The Divisions stated that the assessment of whether a financial instrument is a security-based swap or a linked security depends on specific exclusions from the definition of "swap," and that the "economic reality of the instrument rather than the name given to the instrument" determines its regulatory treatment.

Commentary

Noteworthy here is the parallelism (and distinction) between the SEC and CFTC guidance on these topics—though perhaps "interrelationship" is more apt. The SEC's January 2026 joint staff statement and the CFTC's December 2025 guidance represent similar but functionally distinct regulatory approaches to tokenization. While the SEC's statement addresses the fundamental question of what constitutes a tokenized security — it confirmed that the format of a security (whether recorded on-chain or off-chain) does not alter its legal classification under federal securities laws — the CFTC's guidance focused on how tokenized assets can serve as margin collateral in regulated derivatives markets. The SEC framework establishes taxonomies for issuer-sponsored and third-party tokenized securities, whereas the CFTC guidance defines eligible collateral requirements, emphasizing that tokenized assets retain their margin eligibility so long as they satisfy applicable regulatory requirements for liquidity, established haircuts, and value stability during financial stress.

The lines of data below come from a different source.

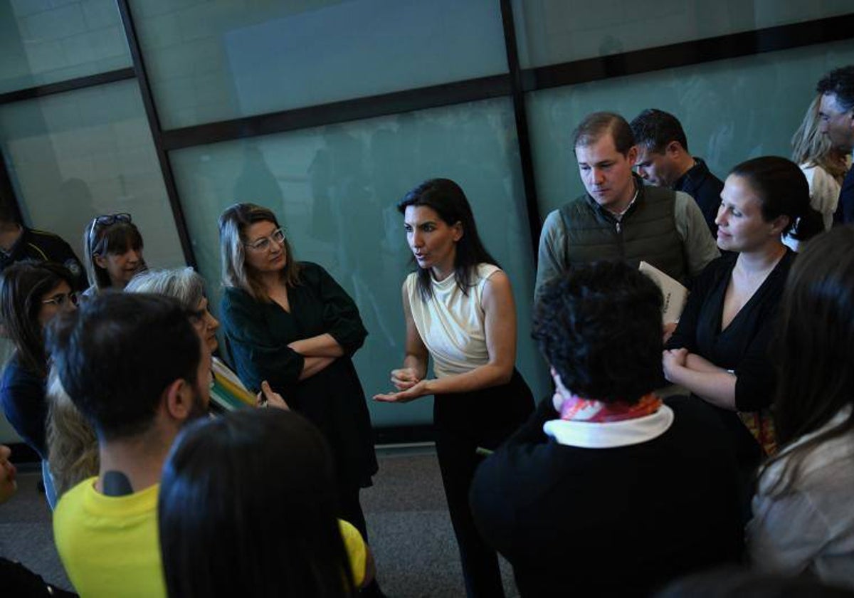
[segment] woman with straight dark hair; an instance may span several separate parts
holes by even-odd
[[[169,595],[355,595],[371,558],[336,503],[329,446],[302,417],[248,409],[190,425],[161,481]]]
[[[83,258],[90,296],[104,289],[121,290],[134,275],[146,269],[143,236],[129,214],[96,216],[83,232]]]
[[[477,235],[459,185],[432,179],[397,205],[418,269],[403,283],[407,321],[397,392],[377,401],[433,395],[436,454],[469,596],[501,596],[495,551],[475,528],[469,486],[478,448],[495,448],[534,410],[516,370],[516,308],[510,279]],[[435,378],[427,377],[433,359]]]
[[[775,375],[767,351],[795,256],[781,237],[792,231],[804,241],[821,232],[822,223],[810,208],[804,173],[786,158],[739,164],[721,200],[717,246],[731,253],[694,281],[667,343],[664,368],[668,380],[714,406],[731,432],[746,507],[756,467],[775,450],[768,412]]]
[[[377,472],[365,391],[351,357],[367,331],[350,296],[320,266],[297,261],[276,215],[237,203],[219,217],[222,324],[237,375],[266,381],[318,426],[332,448],[341,517],[367,537],[359,501]]]
[[[19,261],[0,276],[0,319],[15,353],[0,383],[0,402],[9,424],[42,458],[45,494],[51,508],[56,495],[47,468],[45,386],[48,357],[44,326],[57,314],[76,308],[74,277],[50,261]]]
[[[774,348],[782,448],[759,474],[750,553],[761,569],[854,589],[854,228],[798,258]]]

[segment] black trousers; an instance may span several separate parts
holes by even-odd
[[[497,448],[533,410],[534,396],[516,371],[502,386],[436,396],[436,450],[469,598],[504,595],[498,555],[481,537],[469,507],[469,487],[483,459],[477,449]]]

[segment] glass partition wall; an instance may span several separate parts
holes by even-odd
[[[149,265],[196,267],[216,311],[219,213],[270,207],[359,305],[369,396],[403,355],[406,191],[465,191],[543,398],[536,236],[582,191],[578,120],[670,111],[723,176],[787,155],[816,80],[854,62],[845,0],[0,0],[0,195],[28,225],[79,251],[93,215],[131,212]],[[370,409],[378,430],[430,420],[429,400]]]

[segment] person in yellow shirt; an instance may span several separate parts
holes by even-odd
[[[373,560],[336,519],[330,449],[295,412],[241,409],[181,433],[163,467],[170,595],[345,596]]]
[[[56,548],[82,596],[166,595],[161,472],[181,428],[207,413],[211,383],[191,315],[167,297],[104,293],[48,331],[62,387],[98,438],[98,475],[54,513]]]

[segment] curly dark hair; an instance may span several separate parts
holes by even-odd
[[[854,108],[854,65],[834,68],[822,77],[816,91],[836,96],[836,103],[844,110]]]
[[[635,143],[649,151],[664,154],[671,141],[678,142],[682,150],[688,150],[688,140],[681,123],[669,112],[648,108],[635,117],[630,126]]]
[[[637,402],[664,380],[658,285],[622,261],[573,267],[549,281],[532,335],[571,392]]]

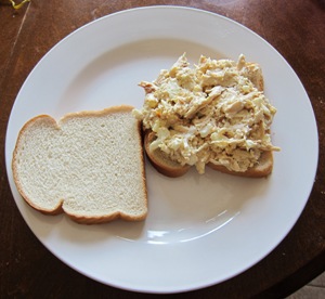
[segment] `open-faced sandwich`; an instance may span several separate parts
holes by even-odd
[[[191,67],[185,54],[160,70],[145,90],[141,109],[144,147],[153,166],[168,177],[191,166],[261,178],[273,169],[271,123],[276,113],[263,93],[263,76],[244,55],[238,61],[200,56]]]

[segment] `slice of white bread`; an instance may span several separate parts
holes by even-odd
[[[35,209],[79,223],[144,220],[147,194],[140,122],[131,106],[40,115],[20,131],[12,169]]]

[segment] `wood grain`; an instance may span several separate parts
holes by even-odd
[[[325,8],[323,0],[102,1],[32,0],[18,12],[0,5],[0,134],[15,96],[39,60],[61,39],[101,16],[135,6],[178,4],[227,16],[266,39],[288,61],[315,112],[320,161],[306,209],[287,237],[243,274],[181,298],[283,298],[325,270]],[[302,120],[303,121],[303,120]],[[32,235],[11,194],[1,151],[0,297],[153,297],[96,283],[56,259]],[[303,158],[303,157],[302,157]],[[303,171],[303,170],[302,170]],[[276,221],[276,220],[274,220]]]

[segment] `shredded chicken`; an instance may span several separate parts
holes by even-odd
[[[159,147],[199,173],[208,162],[246,171],[263,151],[278,151],[270,135],[276,109],[250,80],[256,75],[260,67],[244,55],[237,63],[202,56],[191,67],[183,54],[155,81],[142,81],[144,105],[133,114],[157,135],[151,151]]]

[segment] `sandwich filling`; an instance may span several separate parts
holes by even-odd
[[[194,67],[183,54],[140,86],[145,100],[133,114],[156,133],[150,151],[204,173],[208,162],[245,172],[263,151],[280,150],[270,134],[276,108],[263,93],[259,65],[243,54],[237,62],[200,56]]]

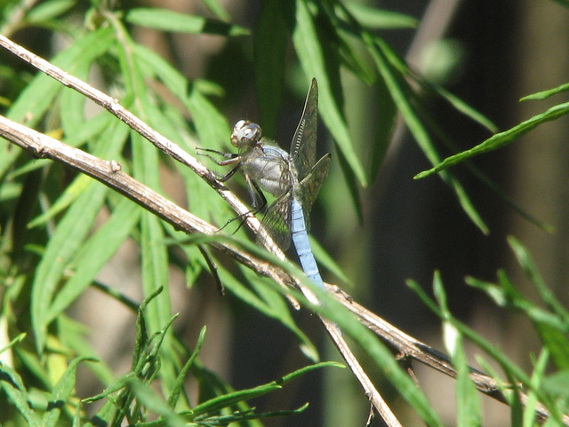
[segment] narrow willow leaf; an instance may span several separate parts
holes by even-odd
[[[569,4],[569,2],[567,2]],[[562,93],[569,91],[569,83],[562,84],[561,86],[557,86],[557,88],[548,89],[547,91],[541,91],[541,92],[533,93],[531,95],[526,95],[520,99],[520,101],[529,101],[529,100],[542,100],[549,98],[550,96],[557,95],[557,93]]]
[[[32,323],[37,350],[45,344],[49,307],[71,257],[92,227],[108,188],[93,182],[71,205],[49,240],[32,284]]]
[[[0,388],[7,395],[8,400],[16,407],[29,427],[43,425],[37,413],[30,407],[28,391],[24,387],[21,377],[18,373],[5,364],[0,365]]]
[[[336,85],[330,79],[329,70],[324,56],[324,50],[318,40],[314,18],[305,0],[296,1],[296,25],[293,28],[293,42],[302,67],[309,76],[318,81],[318,111],[326,123],[328,130],[338,144],[347,163],[362,186],[367,186],[364,167],[354,150],[348,124],[337,98],[333,93]]]
[[[258,387],[240,390],[238,391],[233,391],[218,396],[195,407],[192,410],[193,418],[196,419],[206,415],[213,415],[223,408],[229,407],[239,402],[246,401],[253,398],[258,398],[259,396],[263,396],[271,391],[280,390],[281,388],[281,385],[273,382]]]
[[[569,103],[559,104],[557,106],[552,107],[548,109],[546,112],[534,115],[533,117],[522,122],[521,123],[514,126],[508,130],[503,132],[496,133],[492,136],[485,141],[478,144],[473,148],[469,150],[463,151],[462,153],[459,153],[458,154],[451,155],[445,158],[439,164],[435,166],[429,170],[424,170],[421,173],[418,173],[414,178],[415,179],[419,179],[421,178],[428,177],[429,175],[432,175],[437,172],[440,172],[451,166],[454,166],[461,162],[464,162],[467,159],[470,159],[476,155],[483,154],[485,153],[489,153],[493,150],[497,150],[498,148],[501,148],[506,146],[507,145],[514,142],[523,135],[525,135],[530,130],[533,130],[540,124],[542,124],[546,122],[550,122],[552,120],[557,120],[559,117],[562,117],[569,113]]]
[[[212,13],[213,13],[218,19],[229,20],[231,18],[229,13],[218,0],[202,0],[202,3],[205,4],[210,12],[212,12]]]
[[[131,378],[128,381],[128,387],[132,390],[140,404],[148,410],[158,414],[167,421],[168,426],[187,427],[188,423],[184,418],[176,414],[166,402],[164,401],[154,390],[144,384],[138,378]]]
[[[71,360],[69,366],[57,382],[52,393],[50,394],[48,411],[44,415],[42,425],[44,427],[53,427],[57,425],[61,408],[64,404],[72,397],[76,385],[76,373],[77,365],[85,360],[95,361],[89,358],[76,358]]]
[[[387,55],[393,55],[391,49],[381,40],[370,38],[367,40],[370,52],[377,67],[385,80],[385,83],[389,90],[391,97],[403,115],[409,130],[417,141],[420,148],[432,164],[440,162],[440,157],[433,142],[429,136],[429,132],[420,120],[419,115],[409,99],[410,88],[408,84],[402,81],[401,76],[396,74],[390,67]],[[477,211],[462,185],[454,177],[449,174],[442,175],[443,180],[448,184],[456,194],[462,210],[470,217],[470,220],[485,233],[490,231],[488,226]]]
[[[107,222],[97,229],[71,261],[75,273],[55,296],[47,321],[55,319],[95,279],[103,265],[124,243],[140,220],[141,209],[128,199],[122,199]]]
[[[71,9],[76,2],[75,0],[50,0],[37,4],[28,13],[26,20],[29,24],[38,24],[57,18]]]
[[[545,304],[560,318],[565,324],[569,325],[569,312],[563,304],[555,297],[551,289],[546,284],[543,277],[540,274],[532,256],[522,243],[513,236],[508,237],[508,244],[513,249],[517,258],[517,262],[524,268],[527,277],[540,294],[541,298]]]
[[[246,36],[249,30],[221,20],[188,15],[168,9],[137,8],[126,14],[131,24],[174,33],[214,34],[218,36]]]
[[[397,12],[386,11],[357,3],[347,3],[346,8],[365,28],[371,29],[417,28],[419,20]]]
[[[202,346],[204,345],[204,341],[205,340],[205,331],[207,330],[206,327],[202,328],[199,332],[199,336],[197,337],[197,343],[196,343],[196,348],[192,352],[191,355],[188,359],[188,361],[184,363],[184,366],[180,370],[180,374],[178,375],[178,378],[173,387],[170,391],[170,396],[168,397],[167,404],[170,407],[175,407],[176,403],[178,402],[178,399],[183,390],[184,384],[186,384],[186,376],[189,369],[194,366],[194,362],[196,361],[197,355],[199,354]]]

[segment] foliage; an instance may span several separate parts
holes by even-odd
[[[65,38],[67,48],[46,53],[52,63],[85,81],[92,73],[98,74],[106,91],[188,152],[205,146],[226,149],[230,128],[220,106],[230,98],[230,84],[221,84],[215,79],[188,81],[169,61],[139,43],[132,36],[133,30],[144,27],[223,38],[232,46],[240,46],[241,59],[246,58],[246,43],[251,43],[260,118],[267,134],[276,133],[279,106],[291,76],[301,69],[304,83],[299,84],[299,92],[306,90],[311,77],[317,79],[321,117],[334,139],[338,162],[357,210],[360,189],[377,178],[396,114],[400,114],[433,165],[433,170],[421,176],[439,172],[469,217],[487,233],[487,225],[464,187],[445,168],[503,146],[567,111],[566,105],[557,106],[441,162],[432,134],[443,141],[450,138],[433,124],[417,87],[437,94],[482,126],[493,131],[495,128],[458,98],[416,75],[381,36],[382,29],[415,28],[417,21],[413,18],[335,0],[265,0],[257,24],[249,29],[232,23],[229,13],[215,0],[203,2],[208,9],[204,16],[137,7],[133,5],[136,2],[124,2],[128,4],[124,9],[115,9],[112,1],[92,0],[89,6],[84,3],[3,2],[0,33],[15,37],[41,28],[40,34],[47,32],[50,37],[57,35]],[[293,63],[289,63],[289,45],[296,55]],[[224,54],[229,61],[229,53]],[[3,58],[7,58],[5,52]],[[228,68],[221,81],[236,78],[232,73],[247,74],[246,67],[240,64],[231,63]],[[385,99],[384,110],[377,113],[378,129],[371,138],[369,162],[362,161],[350,136],[350,123],[344,112],[343,73],[357,76]],[[183,181],[192,213],[220,225],[232,217],[226,203],[199,177],[162,156],[116,117],[107,111],[87,114],[90,106],[79,93],[44,74],[21,67],[14,58],[5,65],[3,61],[0,77],[0,105],[7,117],[100,158],[115,159],[124,171],[161,194],[166,193],[161,171],[168,170]],[[2,144],[0,328],[9,337],[9,344],[2,350],[6,359],[0,365],[0,399],[5,401],[2,402],[3,407],[8,408],[0,415],[3,425],[260,425],[261,419],[293,415],[306,409],[302,406],[260,413],[248,401],[273,393],[314,369],[338,364],[309,365],[278,380],[235,391],[200,360],[205,328],[191,351],[174,333],[176,316],[172,312],[169,289],[172,271],[183,272],[189,285],[203,281],[211,263],[199,244],[207,243],[207,240],[188,240],[100,183],[70,173],[59,164],[33,160],[9,147],[8,142]],[[489,183],[490,188],[495,188],[479,171],[476,173]],[[107,217],[100,225],[97,218],[101,212]],[[244,232],[236,232],[235,239],[246,240]],[[140,305],[97,281],[101,268],[129,240],[140,248],[144,295]],[[562,424],[563,414],[567,412],[567,388],[564,385],[569,367],[569,315],[548,290],[521,244],[512,239],[510,245],[546,308],[538,308],[521,295],[504,272],[499,272],[497,283],[475,279],[468,281],[486,292],[499,305],[518,311],[533,321],[543,350],[531,375],[451,314],[437,275],[434,281],[437,304],[412,283],[445,326],[447,350],[458,371],[461,425],[481,424],[477,391],[469,380],[470,370],[462,347],[465,339],[483,349],[503,370],[506,378],[500,380],[500,384],[511,407],[513,425],[532,425],[538,401],[551,414],[550,425]],[[249,249],[279,265],[260,249]],[[343,276],[331,257],[324,250],[318,253],[329,270]],[[281,289],[241,265],[217,264],[217,274],[229,293],[276,320],[296,337],[307,356],[317,359],[316,346],[296,324]],[[298,269],[286,263],[279,265],[301,276]],[[99,355],[93,354],[83,328],[66,313],[90,287],[102,289],[109,299],[115,298],[137,312],[132,366],[123,376],[117,376]],[[379,367],[428,425],[441,425],[428,398],[377,337],[330,296],[319,297],[324,303],[312,308],[335,321],[361,346],[371,363]],[[481,362],[487,366],[485,361]],[[546,374],[548,363],[554,366],[554,373]],[[74,389],[76,372],[82,365],[99,376],[105,391],[79,400]],[[190,401],[184,389],[190,376],[199,385],[196,402]],[[500,378],[499,374],[494,377]],[[529,397],[525,406],[520,390],[507,385],[517,384],[524,384]],[[85,406],[97,400],[103,402],[102,407],[94,416],[88,417]]]

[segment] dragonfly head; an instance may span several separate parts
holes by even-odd
[[[233,127],[231,144],[237,148],[255,146],[260,139],[260,126],[247,120],[240,120]]]

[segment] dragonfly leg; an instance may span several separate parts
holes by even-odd
[[[213,162],[218,166],[228,166],[229,164],[236,164],[236,167],[233,168],[231,170],[229,170],[225,175],[220,174],[220,173],[219,173],[219,172],[217,172],[215,170],[212,170],[212,173],[213,173],[213,175],[215,175],[215,178],[217,178],[217,179],[221,181],[221,182],[225,182],[228,179],[229,179],[239,170],[239,164],[240,163],[239,163],[239,155],[238,154],[233,154],[233,153],[221,153],[220,151],[211,150],[209,148],[196,148],[196,152],[197,153],[198,155],[203,155],[204,157],[207,157],[208,159],[210,159],[212,162]],[[200,153],[200,152],[204,152],[204,153]],[[212,155],[206,154],[205,153],[213,153],[215,154],[218,154],[218,155],[220,155],[222,157],[225,157],[226,160],[217,160]]]

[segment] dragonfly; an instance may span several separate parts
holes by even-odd
[[[220,180],[228,180],[237,170],[243,172],[253,210],[267,205],[263,191],[274,196],[261,225],[283,250],[289,248],[291,241],[293,242],[304,273],[324,289],[308,235],[309,212],[328,175],[331,162],[330,154],[316,161],[317,107],[318,86],[312,79],[290,153],[263,138],[260,126],[247,120],[237,122],[231,133],[231,144],[238,148],[238,154],[203,150],[226,158],[217,161],[205,154],[218,165],[234,165]]]

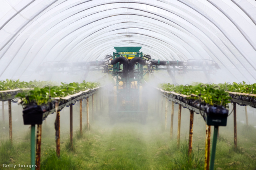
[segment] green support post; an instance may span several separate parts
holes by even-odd
[[[216,152],[216,145],[217,144],[217,138],[218,137],[218,126],[214,126],[214,130],[213,132],[213,138],[212,139],[212,154],[210,160],[210,170],[213,170],[214,166],[214,160],[215,159],[215,152]]]
[[[31,158],[31,165],[32,166],[34,166],[31,167],[31,169],[32,170],[35,170],[35,166],[33,166],[33,165],[35,165],[36,164],[36,156],[35,156],[35,139],[36,138],[35,137],[35,125],[31,125],[31,139],[30,139],[30,147],[31,150],[31,152],[30,153],[30,156]]]

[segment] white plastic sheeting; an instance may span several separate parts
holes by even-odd
[[[254,0],[0,3],[1,79],[35,79],[44,62],[93,61],[114,46],[142,46],[155,59],[212,60],[224,78],[256,80]]]

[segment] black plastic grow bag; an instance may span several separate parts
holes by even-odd
[[[22,111],[24,125],[40,125],[43,122],[42,106],[30,105]]]

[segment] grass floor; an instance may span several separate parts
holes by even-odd
[[[99,123],[99,124],[100,124]],[[68,132],[61,136],[61,156],[56,155],[55,139],[47,125],[43,128],[42,170],[187,170],[203,169],[204,134],[195,132],[193,154],[188,156],[187,134],[182,134],[180,147],[169,131],[151,123],[123,122],[102,128],[93,124],[82,135],[74,132],[74,148],[70,149]],[[217,144],[215,169],[256,169],[256,129],[238,125],[238,147],[233,147],[232,134],[223,129]],[[247,132],[243,133],[242,132]],[[2,139],[0,146],[1,169],[3,164],[30,164],[29,131],[12,145]],[[18,169],[29,169],[18,168]]]

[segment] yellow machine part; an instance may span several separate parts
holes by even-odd
[[[116,94],[116,86],[114,86],[114,105],[116,104],[116,97],[117,94]]]
[[[140,104],[142,103],[142,86],[140,86]]]
[[[138,89],[138,85],[137,81],[131,82],[131,88]]]

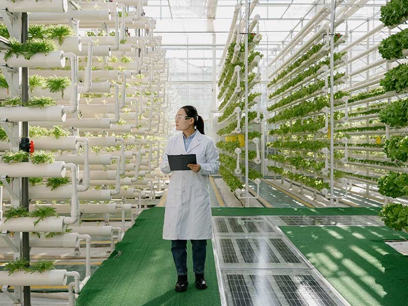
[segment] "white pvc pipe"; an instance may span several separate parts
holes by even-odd
[[[76,143],[78,138],[78,136],[67,136],[58,139],[52,137],[32,137],[30,140],[34,141],[36,149],[66,151],[78,149]]]
[[[67,0],[7,1],[2,6],[11,13],[65,13],[68,10]]]
[[[59,106],[43,108],[24,106],[0,107],[0,117],[11,122],[52,121],[56,122],[56,124],[60,124],[66,118],[63,108]]]
[[[36,225],[39,217],[21,217],[7,219],[3,218],[0,222],[0,231],[9,232],[55,232],[62,233],[65,231],[63,217],[48,217],[40,220]]]
[[[52,270],[40,273],[18,271],[9,275],[8,271],[0,271],[0,284],[16,286],[65,286],[66,270]]]
[[[72,232],[83,235],[97,236],[103,237],[111,237],[112,236],[112,227],[110,225],[100,226],[69,226],[72,228]]]
[[[6,164],[0,162],[0,175],[9,177],[30,176],[40,177],[64,177],[66,170],[63,162],[34,164],[30,162]]]
[[[17,57],[15,55],[12,55],[5,61],[4,57],[4,53],[0,54],[0,65],[7,65],[9,67],[64,68],[65,66],[65,58],[62,51],[53,51],[46,55],[37,53],[29,60],[21,56]]]

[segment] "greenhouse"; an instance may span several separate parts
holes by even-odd
[[[408,0],[2,0],[0,305],[408,305]]]

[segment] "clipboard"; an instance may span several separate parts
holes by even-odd
[[[189,164],[196,164],[195,154],[181,154],[180,155],[168,155],[167,158],[171,171],[191,170],[187,167]]]

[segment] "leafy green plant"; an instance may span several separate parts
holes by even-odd
[[[243,188],[241,181],[223,166],[220,166],[219,172],[232,192],[235,191],[235,189],[242,189]]]
[[[6,98],[0,102],[0,105],[2,106],[18,106],[22,103],[22,101],[20,97],[15,97],[14,98]]]
[[[38,224],[40,221],[44,220],[48,217],[58,217],[58,214],[54,207],[47,206],[46,205],[36,205],[35,209],[30,213],[30,217],[33,218],[38,218],[38,220],[33,223],[34,226]]]
[[[35,272],[42,273],[55,269],[55,262],[53,261],[40,259],[32,264],[30,268],[31,273]]]
[[[30,24],[29,26],[29,39],[45,39],[47,31],[44,24]]]
[[[33,90],[36,87],[42,87],[45,85],[45,79],[43,76],[34,74],[29,76],[29,87],[30,90],[33,92]]]
[[[30,262],[26,258],[16,258],[6,263],[4,269],[9,271],[9,275],[19,271],[23,271],[26,273],[29,273],[30,271],[29,264]]]
[[[42,183],[42,177],[29,177],[29,184],[32,186],[34,186],[36,184],[41,184],[41,183]]]
[[[65,233],[72,233],[72,228],[66,228],[65,230]],[[50,232],[47,233],[47,234],[46,234],[44,235],[44,237],[46,238],[52,238],[54,237],[55,237],[55,236],[59,235],[62,235],[63,234],[64,234],[64,233],[55,233],[54,232]]]
[[[37,53],[47,54],[57,49],[57,46],[52,40],[33,39],[28,40],[23,44],[24,53],[24,57],[29,60]]]
[[[393,34],[382,40],[378,46],[378,52],[383,59],[400,59],[402,50],[408,49],[408,29]]]
[[[47,179],[46,186],[51,187],[51,190],[54,190],[60,186],[70,183],[71,183],[71,180],[69,177],[48,177]]]
[[[399,24],[402,20],[408,17],[406,0],[391,0],[381,7],[381,20],[386,27]]]
[[[387,226],[408,231],[408,207],[400,203],[389,203],[382,207],[378,215]]]
[[[400,128],[408,125],[408,99],[397,100],[378,114],[381,122],[391,128]]]
[[[392,161],[408,161],[408,136],[391,136],[386,141],[384,152]]]
[[[397,198],[408,194],[408,173],[390,172],[378,179],[378,192]]]
[[[52,24],[46,30],[47,35],[51,39],[58,40],[60,45],[64,42],[64,39],[68,36],[75,35],[73,30],[68,26],[65,24]]]
[[[5,38],[10,38],[10,33],[7,29],[7,26],[4,23],[0,24],[0,36],[3,36]]]
[[[60,137],[66,137],[71,135],[68,131],[64,130],[62,125],[54,125],[54,128],[48,133],[48,136],[53,136],[57,139]]]
[[[3,74],[0,74],[0,87],[2,88],[8,88],[9,84],[6,81],[6,78]]]
[[[52,152],[46,153],[40,150],[34,152],[31,156],[30,159],[33,164],[48,163],[54,162],[54,155]]]
[[[9,138],[7,137],[7,134],[6,132],[3,130],[3,128],[0,128],[0,141],[8,141]]]
[[[61,91],[62,97],[64,97],[64,90],[71,86],[71,80],[66,76],[52,76],[45,79],[45,84],[51,92]]]
[[[20,163],[27,161],[29,158],[29,154],[23,151],[6,152],[2,155],[2,161],[4,163]]]
[[[22,217],[29,217],[30,213],[28,209],[26,207],[14,207],[12,206],[6,211],[3,212],[4,222],[13,218],[21,218]]]
[[[384,74],[379,82],[386,91],[403,92],[408,88],[408,64],[401,64]]]
[[[10,38],[9,41],[10,46],[4,56],[6,61],[13,55],[16,57],[22,55],[25,59],[29,60],[32,56],[37,53],[43,53],[47,54],[57,49],[55,43],[48,39],[34,38],[21,43],[15,38]]]
[[[31,97],[27,102],[28,107],[43,108],[56,105],[55,100],[49,97]]]

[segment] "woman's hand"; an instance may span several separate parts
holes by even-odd
[[[195,172],[198,172],[201,169],[201,166],[200,166],[199,164],[189,164],[187,165],[187,167]]]

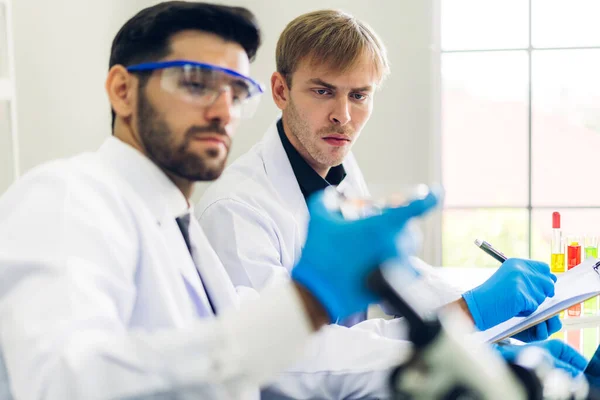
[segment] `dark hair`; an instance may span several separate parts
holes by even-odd
[[[170,39],[185,30],[213,33],[244,48],[250,61],[260,46],[254,14],[243,7],[167,1],[138,12],[121,27],[110,50],[109,68],[158,61],[170,52]],[[115,112],[112,111],[112,125]]]

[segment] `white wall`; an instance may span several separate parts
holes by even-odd
[[[13,0],[21,171],[110,135],[113,37],[140,0]]]
[[[386,43],[392,75],[355,154],[368,182],[387,185],[439,181],[439,0],[226,0],[258,17],[264,40],[253,75],[268,84],[275,44],[301,13],[339,8],[371,24]],[[14,0],[21,170],[57,157],[94,150],[110,135],[104,93],[110,43],[127,18],[152,0]],[[265,95],[254,120],[237,133],[231,160],[247,151],[272,123]],[[199,185],[197,198],[204,190]],[[437,229],[426,228],[424,256],[436,262]]]

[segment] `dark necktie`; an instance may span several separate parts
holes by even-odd
[[[179,230],[181,231],[181,236],[183,236],[183,240],[185,240],[185,245],[187,246],[188,251],[190,252],[192,261],[194,262],[194,265],[196,265],[196,260],[194,259],[194,247],[192,246],[192,242],[190,240],[190,218],[191,218],[190,214],[185,214],[185,215],[182,215],[181,217],[175,218],[175,220],[177,221],[177,226],[179,226]],[[206,293],[206,298],[208,299],[208,304],[210,305],[210,309],[212,310],[213,315],[217,315],[217,313],[215,311],[215,307],[213,305],[213,302],[210,299],[210,294],[208,293],[208,290],[206,290],[206,286],[204,286],[204,281],[202,280],[200,271],[198,270],[198,268],[196,268],[196,271],[198,272],[198,276],[200,277],[200,283],[202,284],[204,293]]]

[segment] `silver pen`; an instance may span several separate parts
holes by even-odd
[[[504,254],[494,249],[491,244],[486,242],[485,240],[475,239],[475,245],[479,247],[481,250],[485,251],[490,256],[494,257],[496,260],[500,261],[500,263],[504,263],[508,259]]]

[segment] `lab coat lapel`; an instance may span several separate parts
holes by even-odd
[[[195,272],[200,274],[216,312],[221,313],[228,308],[237,308],[239,306],[237,292],[195,218],[192,218],[190,223],[190,237],[195,247],[194,258],[197,269]]]
[[[298,244],[296,247],[301,247],[304,244],[308,227],[308,207],[296,180],[296,175],[294,175],[290,160],[283,144],[281,144],[279,132],[277,131],[278,120],[279,118],[275,120],[263,138],[262,160],[269,180],[271,180],[279,197],[284,202],[285,208],[294,217],[296,222],[294,242]]]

For firms operating across both securities and derivatives markets, these parallel frameworks create overlapping compliance considerations. A firm holding tokenized Treasury securities, for example, must consider the SEC framework when issuing or transferring those securities, but must apply the CFTC framework when pledging those same tokens as collateral for swap positions. Both agencies share a coordinated, technology-neutral philosophy: tokenization changes the form of assets, but not their underlying legal character. The practical result is that market participants engaged in both securities and derivatives activities will need to navigate both regulatory regimes simultaneously, particularly where synthetic tokenized securities - such as security-based swaps formatted as crypto assets - may implicate overlapping SEC and CFTC jurisdiction.